The study cites increasing governmental regulatory practices as a primary motivation for many hospitals and care facilities to adopt a clinical informatics network. In addition to enhanced legislative compliance measures, the rapidly growing healthcare IT market is also listed as a contributing factor for the predictions of the report.

Analysts at IDC note that mainstream adoption of medical informatics systems was less than 25 percent in 2009. If analysts’ forecasts are accurate, the data presented in the report would represent an increase of 55 percentage points in the adoption of clinical informatics networks in a seven-year period.

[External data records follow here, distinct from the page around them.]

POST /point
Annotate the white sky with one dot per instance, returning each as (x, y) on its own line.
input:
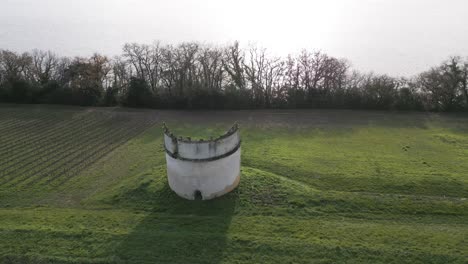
(398, 37)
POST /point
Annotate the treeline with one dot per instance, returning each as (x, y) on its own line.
(196, 76)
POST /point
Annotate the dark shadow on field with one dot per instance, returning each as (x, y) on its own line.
(180, 231)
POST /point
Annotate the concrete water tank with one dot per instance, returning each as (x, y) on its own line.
(203, 169)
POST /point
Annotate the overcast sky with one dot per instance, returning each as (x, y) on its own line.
(398, 37)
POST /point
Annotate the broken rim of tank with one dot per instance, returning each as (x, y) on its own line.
(174, 153)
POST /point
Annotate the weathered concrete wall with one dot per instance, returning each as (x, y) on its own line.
(209, 167)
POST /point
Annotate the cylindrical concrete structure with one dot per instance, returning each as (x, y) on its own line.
(203, 168)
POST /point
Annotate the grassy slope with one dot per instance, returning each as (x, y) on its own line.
(348, 187)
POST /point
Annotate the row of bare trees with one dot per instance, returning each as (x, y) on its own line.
(192, 75)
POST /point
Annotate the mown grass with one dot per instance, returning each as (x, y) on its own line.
(316, 187)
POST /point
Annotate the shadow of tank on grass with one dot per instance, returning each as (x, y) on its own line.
(176, 230)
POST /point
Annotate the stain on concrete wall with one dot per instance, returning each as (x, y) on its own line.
(210, 168)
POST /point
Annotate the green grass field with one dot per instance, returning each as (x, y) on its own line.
(88, 185)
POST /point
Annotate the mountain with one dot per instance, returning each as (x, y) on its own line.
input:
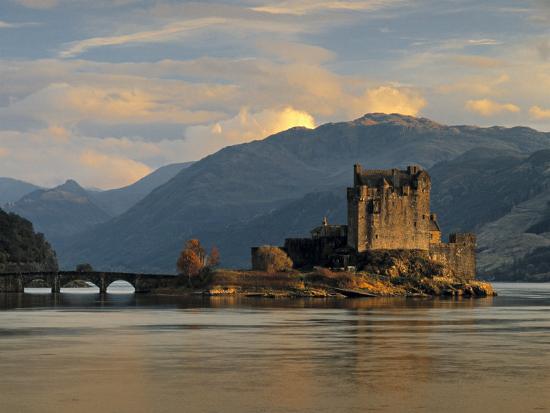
(12, 190)
(61, 211)
(504, 197)
(117, 201)
(21, 249)
(219, 196)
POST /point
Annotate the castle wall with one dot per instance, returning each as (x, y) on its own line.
(458, 257)
(399, 221)
(390, 216)
(308, 252)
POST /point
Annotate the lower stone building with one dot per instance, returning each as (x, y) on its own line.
(388, 210)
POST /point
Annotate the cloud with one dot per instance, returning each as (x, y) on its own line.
(314, 6)
(111, 171)
(8, 25)
(483, 62)
(43, 159)
(389, 99)
(476, 85)
(537, 112)
(177, 30)
(65, 104)
(543, 48)
(38, 4)
(167, 32)
(295, 52)
(245, 127)
(487, 107)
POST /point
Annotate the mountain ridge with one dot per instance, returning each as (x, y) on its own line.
(244, 181)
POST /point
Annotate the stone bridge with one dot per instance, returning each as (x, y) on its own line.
(142, 283)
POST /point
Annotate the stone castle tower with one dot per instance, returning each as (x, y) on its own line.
(387, 210)
(390, 209)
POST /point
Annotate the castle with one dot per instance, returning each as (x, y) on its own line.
(387, 210)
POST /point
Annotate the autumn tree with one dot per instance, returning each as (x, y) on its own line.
(84, 267)
(214, 258)
(193, 260)
(272, 259)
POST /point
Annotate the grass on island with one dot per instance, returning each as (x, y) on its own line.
(322, 282)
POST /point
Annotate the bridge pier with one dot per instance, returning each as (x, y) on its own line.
(102, 284)
(56, 284)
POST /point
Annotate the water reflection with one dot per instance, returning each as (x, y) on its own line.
(71, 352)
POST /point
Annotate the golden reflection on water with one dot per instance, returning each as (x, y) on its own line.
(163, 354)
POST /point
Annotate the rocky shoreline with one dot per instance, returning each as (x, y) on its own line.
(326, 284)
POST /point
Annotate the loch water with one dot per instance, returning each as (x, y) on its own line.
(82, 352)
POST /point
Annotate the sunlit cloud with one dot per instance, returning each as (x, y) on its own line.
(8, 25)
(244, 127)
(38, 4)
(537, 112)
(487, 107)
(313, 6)
(478, 61)
(388, 99)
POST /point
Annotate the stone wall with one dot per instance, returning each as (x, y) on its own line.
(458, 257)
(307, 252)
(392, 213)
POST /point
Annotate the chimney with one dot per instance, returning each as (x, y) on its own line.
(357, 170)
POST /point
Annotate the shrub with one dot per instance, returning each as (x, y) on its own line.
(272, 259)
(193, 260)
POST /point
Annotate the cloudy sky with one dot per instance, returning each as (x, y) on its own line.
(105, 91)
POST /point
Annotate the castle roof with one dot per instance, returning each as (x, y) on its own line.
(389, 177)
(434, 226)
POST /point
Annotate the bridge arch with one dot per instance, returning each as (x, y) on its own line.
(46, 280)
(113, 286)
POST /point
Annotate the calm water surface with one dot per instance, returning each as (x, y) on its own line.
(84, 353)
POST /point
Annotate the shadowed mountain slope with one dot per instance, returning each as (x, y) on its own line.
(12, 190)
(21, 249)
(224, 192)
(117, 201)
(64, 210)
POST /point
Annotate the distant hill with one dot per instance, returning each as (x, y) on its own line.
(219, 197)
(21, 249)
(12, 190)
(504, 197)
(61, 211)
(117, 201)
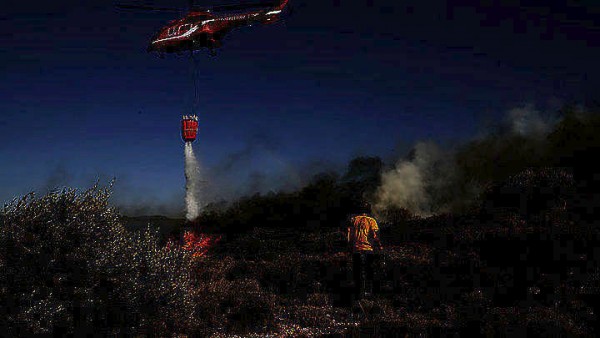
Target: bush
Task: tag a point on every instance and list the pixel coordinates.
(70, 267)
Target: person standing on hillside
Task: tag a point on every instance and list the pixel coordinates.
(363, 234)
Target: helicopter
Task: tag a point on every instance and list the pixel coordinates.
(205, 27)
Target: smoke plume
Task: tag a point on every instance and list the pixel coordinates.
(192, 183)
(417, 184)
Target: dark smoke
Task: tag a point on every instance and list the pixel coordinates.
(433, 180)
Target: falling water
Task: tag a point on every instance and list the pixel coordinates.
(192, 183)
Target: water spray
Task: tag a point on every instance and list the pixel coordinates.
(189, 131)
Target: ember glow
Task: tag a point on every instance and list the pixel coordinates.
(199, 244)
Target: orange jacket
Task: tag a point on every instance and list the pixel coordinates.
(361, 227)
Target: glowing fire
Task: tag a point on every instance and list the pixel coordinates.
(198, 244)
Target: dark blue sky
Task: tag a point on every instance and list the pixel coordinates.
(80, 99)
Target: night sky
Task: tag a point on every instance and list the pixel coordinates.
(81, 99)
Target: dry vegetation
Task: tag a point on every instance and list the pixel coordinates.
(70, 266)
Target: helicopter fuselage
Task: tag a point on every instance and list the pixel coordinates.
(199, 30)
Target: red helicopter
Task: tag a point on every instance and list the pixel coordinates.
(206, 27)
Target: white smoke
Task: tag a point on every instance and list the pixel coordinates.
(417, 184)
(192, 183)
(526, 121)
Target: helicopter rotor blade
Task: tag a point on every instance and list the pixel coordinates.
(264, 4)
(147, 8)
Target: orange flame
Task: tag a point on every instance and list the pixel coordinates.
(198, 244)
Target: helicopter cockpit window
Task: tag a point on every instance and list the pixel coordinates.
(184, 28)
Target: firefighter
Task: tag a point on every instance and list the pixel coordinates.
(362, 236)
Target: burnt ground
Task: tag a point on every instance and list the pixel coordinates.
(494, 272)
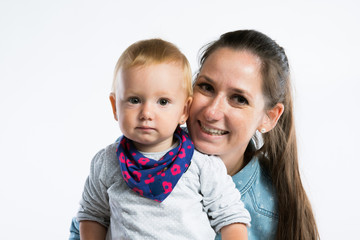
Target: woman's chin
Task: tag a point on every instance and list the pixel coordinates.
(206, 147)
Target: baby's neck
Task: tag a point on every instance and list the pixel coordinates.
(157, 147)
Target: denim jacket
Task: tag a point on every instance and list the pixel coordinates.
(259, 198)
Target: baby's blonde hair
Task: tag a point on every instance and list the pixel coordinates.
(153, 51)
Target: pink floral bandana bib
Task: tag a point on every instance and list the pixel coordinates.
(150, 178)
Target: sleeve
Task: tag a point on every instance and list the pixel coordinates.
(221, 198)
(94, 205)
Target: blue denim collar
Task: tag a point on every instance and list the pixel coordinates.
(247, 176)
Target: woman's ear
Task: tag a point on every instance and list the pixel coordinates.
(271, 118)
(186, 111)
(113, 104)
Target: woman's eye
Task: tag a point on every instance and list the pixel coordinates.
(134, 100)
(163, 101)
(238, 99)
(205, 87)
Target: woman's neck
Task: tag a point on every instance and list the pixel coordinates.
(233, 163)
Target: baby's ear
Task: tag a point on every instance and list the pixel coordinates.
(186, 112)
(113, 104)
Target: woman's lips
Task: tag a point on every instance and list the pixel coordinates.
(212, 131)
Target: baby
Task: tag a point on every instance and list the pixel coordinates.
(153, 184)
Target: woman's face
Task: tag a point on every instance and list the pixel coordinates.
(228, 104)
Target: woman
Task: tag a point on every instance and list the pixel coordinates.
(243, 87)
(242, 111)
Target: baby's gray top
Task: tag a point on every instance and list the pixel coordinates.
(205, 199)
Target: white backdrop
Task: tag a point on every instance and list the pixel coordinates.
(56, 65)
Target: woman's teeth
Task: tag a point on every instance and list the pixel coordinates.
(213, 131)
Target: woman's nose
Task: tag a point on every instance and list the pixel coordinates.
(215, 109)
(146, 112)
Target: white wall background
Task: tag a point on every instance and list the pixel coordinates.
(56, 64)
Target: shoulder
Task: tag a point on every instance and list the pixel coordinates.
(105, 164)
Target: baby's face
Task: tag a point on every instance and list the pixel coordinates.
(151, 101)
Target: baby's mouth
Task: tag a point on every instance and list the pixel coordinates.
(212, 131)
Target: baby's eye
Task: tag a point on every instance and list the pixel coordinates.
(205, 87)
(134, 100)
(240, 100)
(163, 101)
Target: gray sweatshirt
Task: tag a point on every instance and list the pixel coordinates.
(205, 199)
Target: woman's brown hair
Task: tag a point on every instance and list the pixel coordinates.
(279, 150)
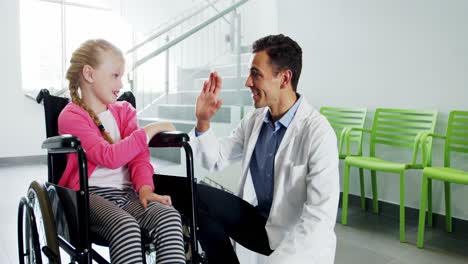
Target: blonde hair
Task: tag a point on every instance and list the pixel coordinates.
(89, 53)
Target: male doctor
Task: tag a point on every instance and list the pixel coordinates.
(289, 192)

To arrive at their conclusions, analysts conducted research into 10 electronic health record (EHR) vendors and their products, assessing each offering according to 48 individual criteria divided into two categories of strategic importance and capabilities for success of proposed project objectives. Many of the leading medical informatics vendors and their products were evaluated as part of the study, including Allscripts, Epic Systems, McKesson Healthcare and Cerner Corporation.

Judy Hanover, research director for IDC, told Information Week that some vendors are still struggling to achieve a balance of enhanced user functionality and compliance with the Centers for Medicare and Medicaid Services’ meaningful use federal financial incentives.

“The magnitude of the commitment that these EHR vendors need to make to produce functionality that both supports the operations of a practice and allows them to participate in meaningful use projects is fairly great,” Hanover said, as quoted by the news source. “I think I saw some vendors struggle under that burden while others seem to thrive.”

Hanover added that an increased focus on user functionality and efficient software interfaces were vital to the continued success of medical informatics systems in today’s healthcare IT marketplace.